What? No. This is one of the missing pieces of evidence I’ve been looking for. I don’t have time for you. Zip it, and let me do my job!
Going back to the question he was unable to answer earlier, I ask, “What’s the last thing you remember before seeing me here?”
He looks at the door and scratches his head. “Evan sitting me down.”
I point to the wall. “Do you remember seeing that picture at any point?”
He blearily narrows his vision on the girl in the blue dress, then nods.
“Was this before or after Evan sat you down?”
“After.”
“Okay. Going back now, can you give me an idea when experiences like this started happening?”
“Young.”
“How young?”
“I’m not sure.”
“Any idea at all? Maybe an approximate age, even?”
He takes hold of his shirt with one hand, and, with the other, starts twisting it. Then he shakes his head.
“Was it before or after Miranda’s disappearance?”
“After.”
Close enough. The disassociation probably began around the same time as his abuse, but since he blocked a lot of that out, it wouldn’t be unusual for him to be hazy about the circumstances that followed. I feel confident enough to move on.

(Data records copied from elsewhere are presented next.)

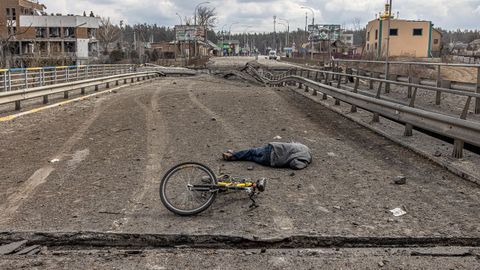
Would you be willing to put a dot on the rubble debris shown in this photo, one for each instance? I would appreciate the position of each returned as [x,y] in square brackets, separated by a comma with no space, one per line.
[12,247]
[398,212]
[400,180]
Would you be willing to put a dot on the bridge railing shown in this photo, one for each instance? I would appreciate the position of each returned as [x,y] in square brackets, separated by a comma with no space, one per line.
[25,78]
[457,128]
[439,81]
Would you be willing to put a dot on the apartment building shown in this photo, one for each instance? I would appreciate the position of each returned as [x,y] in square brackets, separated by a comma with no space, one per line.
[32,33]
[408,38]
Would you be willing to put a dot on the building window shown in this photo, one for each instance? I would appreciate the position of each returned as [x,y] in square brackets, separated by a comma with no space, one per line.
[41,32]
[12,31]
[418,31]
[54,32]
[69,32]
[91,32]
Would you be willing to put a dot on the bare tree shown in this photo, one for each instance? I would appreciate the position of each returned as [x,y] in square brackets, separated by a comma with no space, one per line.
[207,16]
[107,33]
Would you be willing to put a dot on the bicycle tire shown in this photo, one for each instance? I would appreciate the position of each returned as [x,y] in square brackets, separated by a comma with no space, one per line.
[171,206]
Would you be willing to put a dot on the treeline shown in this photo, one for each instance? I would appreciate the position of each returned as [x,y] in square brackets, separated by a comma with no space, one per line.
[464,36]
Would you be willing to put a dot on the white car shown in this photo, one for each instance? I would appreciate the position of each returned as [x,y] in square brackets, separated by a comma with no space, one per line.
[272,55]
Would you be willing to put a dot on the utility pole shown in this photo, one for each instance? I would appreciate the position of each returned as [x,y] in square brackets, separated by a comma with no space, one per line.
[275,32]
[387,65]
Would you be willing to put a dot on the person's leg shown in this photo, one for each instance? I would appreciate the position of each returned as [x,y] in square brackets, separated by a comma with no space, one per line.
[259,155]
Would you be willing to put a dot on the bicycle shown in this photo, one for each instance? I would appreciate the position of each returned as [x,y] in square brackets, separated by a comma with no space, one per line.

But as I prepare, the noise I’ve heard before rattles above, much louder now. A thundering roll, followed by fast and frantic pounding that nearly knocks me from my seat. Next comes the shadow, so large that it nearly covers the entire room with darkness. I look up, and my body instantly pitches back, then jerks into paralysis.
The teenager in the red hoodie speed-crawls across the ceiling, chasing after his rubber ball.
I look back at Donny Ray. He watches me, brows crinkled, head crooked.
I cannot afford to let reality slip from my grasp or lose my patient’s confidence. I’ve got to hold it together at least until I’m finished here.
I shove my thoughts through the flurry of confusion, find my way back to our conversation. “Do you have any recollection of losing time when Jamey Winslow was murdered?”